Referring to its name, it is assumed that construction finished after the famous victory, that is, in the last few days of the British being on the island. Its round walls, thinner than those of the the Terjun, were ensured by loop-holes and the interior was reinforced with two traversal walls between which is a round base of destroyed vaults currently walled up by bricks.
HOSTE BATTERY
On the eastern part of the islet, in front of the entrance to the port, the English constructed a short battery whose ruins are still visible. They named it after William Hoste, young commodore and commander of the war fleet on the Adriatic who ordered its construction in 1811. He stood out in the battle against the French and Italian fleet which took place in front of the island of Vis in 1811 and in the liberation of Kotor from the French in 1814.
The English only strongly fortified the Port which seemed more important than Komiža due to its dimensions and its vicinity to the land which was then occupied by the French.
LEVAMAN BATTERY – OUR LADY'S FORTRESS
The main fortress, built by the Austrians on the island, is the battery which extends through the centre of the Port and which in 1930s was called "Levaman" after which this area is named today. Later people started to call it "Our Lady's Fortress".

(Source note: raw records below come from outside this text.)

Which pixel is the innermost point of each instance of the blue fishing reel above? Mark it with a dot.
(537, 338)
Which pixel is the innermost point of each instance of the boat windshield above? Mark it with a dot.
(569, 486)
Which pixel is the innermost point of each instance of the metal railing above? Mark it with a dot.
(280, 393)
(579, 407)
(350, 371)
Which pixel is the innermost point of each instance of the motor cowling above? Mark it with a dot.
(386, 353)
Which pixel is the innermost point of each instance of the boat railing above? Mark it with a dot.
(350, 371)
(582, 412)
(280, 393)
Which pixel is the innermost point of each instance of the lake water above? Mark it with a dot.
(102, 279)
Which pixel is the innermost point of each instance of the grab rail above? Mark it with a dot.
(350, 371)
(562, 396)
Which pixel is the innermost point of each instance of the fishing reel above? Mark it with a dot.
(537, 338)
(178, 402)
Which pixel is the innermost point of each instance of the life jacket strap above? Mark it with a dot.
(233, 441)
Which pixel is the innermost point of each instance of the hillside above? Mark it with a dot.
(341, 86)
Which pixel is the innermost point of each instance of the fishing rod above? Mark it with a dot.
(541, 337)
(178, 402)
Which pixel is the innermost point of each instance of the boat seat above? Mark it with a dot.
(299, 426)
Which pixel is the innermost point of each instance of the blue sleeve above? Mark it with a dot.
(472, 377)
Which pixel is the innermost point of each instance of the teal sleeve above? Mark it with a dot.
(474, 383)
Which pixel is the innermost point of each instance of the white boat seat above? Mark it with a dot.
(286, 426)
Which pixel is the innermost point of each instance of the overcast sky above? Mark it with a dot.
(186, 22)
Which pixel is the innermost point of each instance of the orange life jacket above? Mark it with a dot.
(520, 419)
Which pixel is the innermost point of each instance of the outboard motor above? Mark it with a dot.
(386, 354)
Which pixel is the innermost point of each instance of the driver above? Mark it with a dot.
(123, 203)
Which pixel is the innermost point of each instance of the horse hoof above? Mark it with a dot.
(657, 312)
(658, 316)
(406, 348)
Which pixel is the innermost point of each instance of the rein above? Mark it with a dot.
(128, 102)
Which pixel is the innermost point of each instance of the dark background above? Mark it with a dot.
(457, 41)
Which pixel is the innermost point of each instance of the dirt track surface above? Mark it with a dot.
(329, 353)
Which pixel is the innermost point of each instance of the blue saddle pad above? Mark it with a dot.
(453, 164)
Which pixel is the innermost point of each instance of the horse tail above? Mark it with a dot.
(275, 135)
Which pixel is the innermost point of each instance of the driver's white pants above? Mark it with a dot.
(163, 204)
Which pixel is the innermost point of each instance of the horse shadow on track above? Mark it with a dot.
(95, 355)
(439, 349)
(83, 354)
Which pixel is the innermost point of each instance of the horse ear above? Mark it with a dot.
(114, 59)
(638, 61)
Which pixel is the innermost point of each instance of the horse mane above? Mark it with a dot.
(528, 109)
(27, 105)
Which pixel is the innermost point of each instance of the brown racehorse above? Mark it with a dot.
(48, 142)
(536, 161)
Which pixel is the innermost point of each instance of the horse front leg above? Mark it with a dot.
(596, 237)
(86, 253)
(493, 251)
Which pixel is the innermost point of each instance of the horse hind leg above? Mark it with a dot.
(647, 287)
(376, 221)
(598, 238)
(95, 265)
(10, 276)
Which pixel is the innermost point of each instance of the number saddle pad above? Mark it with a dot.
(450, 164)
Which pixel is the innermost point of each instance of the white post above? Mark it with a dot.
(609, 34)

It was surrounded by a moat and had strongly fortified barracks with loop-holes and a protruding central part on the southern wall. In front of it is a courtyard with draw-wells and a high bulwark walled up by an inclined wall a storage area and gaols are situated.
The battery played an important role in the battle of Vis in 1866 when the Italian fleet entered the Port wanting to conquer the island. Later it was reconstructed and turned into alms house and hospital and its windows were extended and its bulwark was forested. Today the Archaeological Museum can be found here.